See the explanation.

Explanation:

Every point on the curve has the form: $\left(x , 2 {x}^{2}\right)$

The closest point is the one whose distance is minimum.

The distance between $\left(x , 2 {x}^{2}\right)$ and $\left(2 , 1\right)$ is $\sqrt{{\left(x - 2\right)}^{2} + {\left(2 {x}^{2} - 1\right)}^{2}}$.

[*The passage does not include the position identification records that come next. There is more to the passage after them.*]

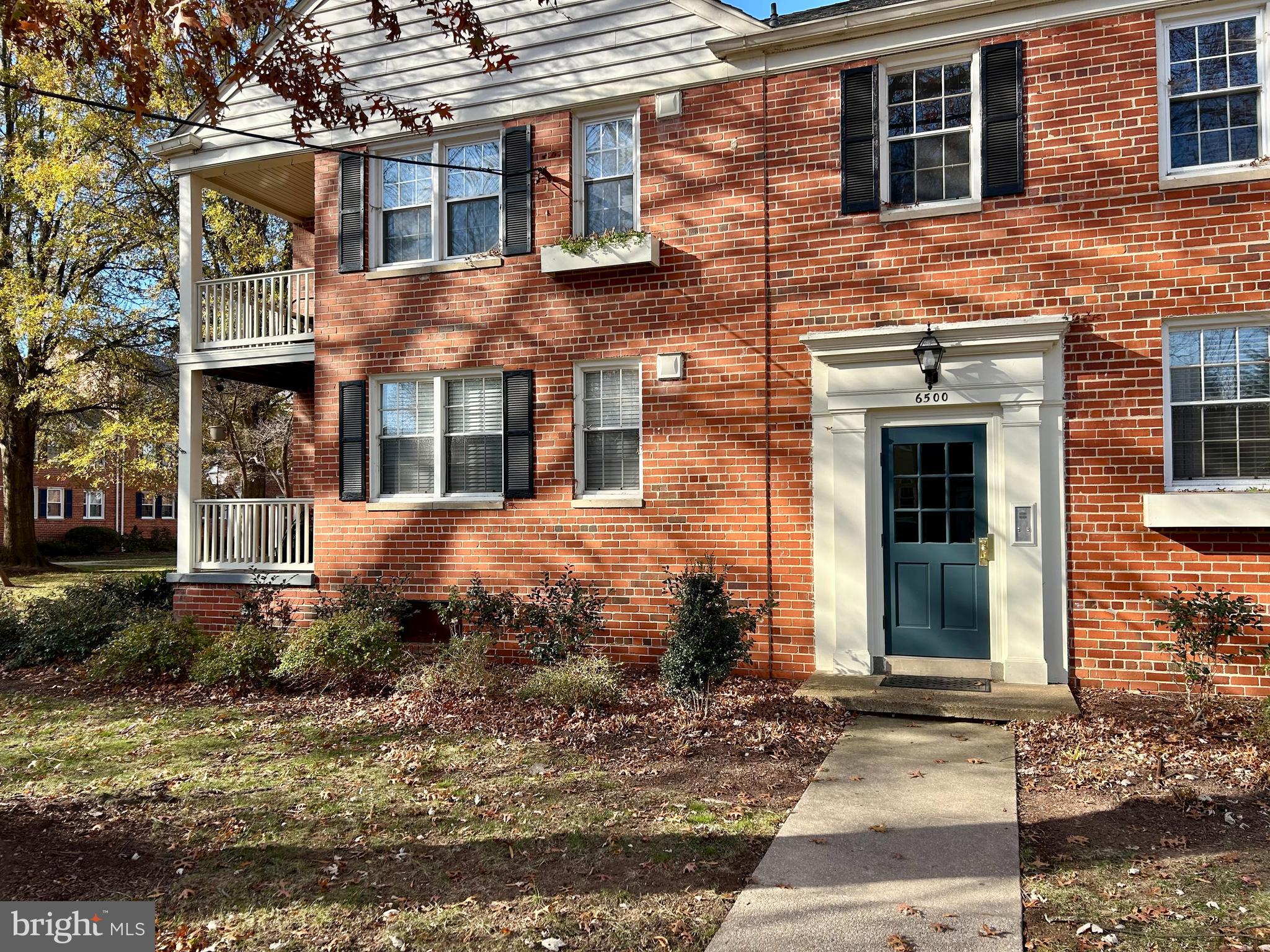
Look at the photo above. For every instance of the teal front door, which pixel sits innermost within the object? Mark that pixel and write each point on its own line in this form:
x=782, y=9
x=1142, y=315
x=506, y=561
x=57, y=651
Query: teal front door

Because the square root is an increasing function, we can minimize the distance by minimizing:

$f \left(x\right) = {\left(x - 2\right)}^{2} + {\left(2 {x}^{2} - 1\right)}^{2}$

$f \left(x\right) = 4 {x}^{4} - 3 {x}^{2} - 4 x + 5$

To minimize $f$,

$f ' \left(x\right) = 16 {x}^{3} - 6 x - 4$

Now use whatever tools you have available to solve this cubic equation. (Formula, graphing technology, successive approximation, whatever you have.)

The critical number is approximately $0.824$.

Clearly $f ' \left(0\right)$ is negative and $f ' \left(1\right)$ is positive, so $f \left(0.824\right)$ is a local minimum.

$f$ is a polynomial with only one critical number, so "local" implies "global"

The minimum value of distance occurs at $x \approx 0.824$ and $f \left(0.824\right) \approx 1.358$.

The closest point is about $\left(0.824 , 1.358\right)$.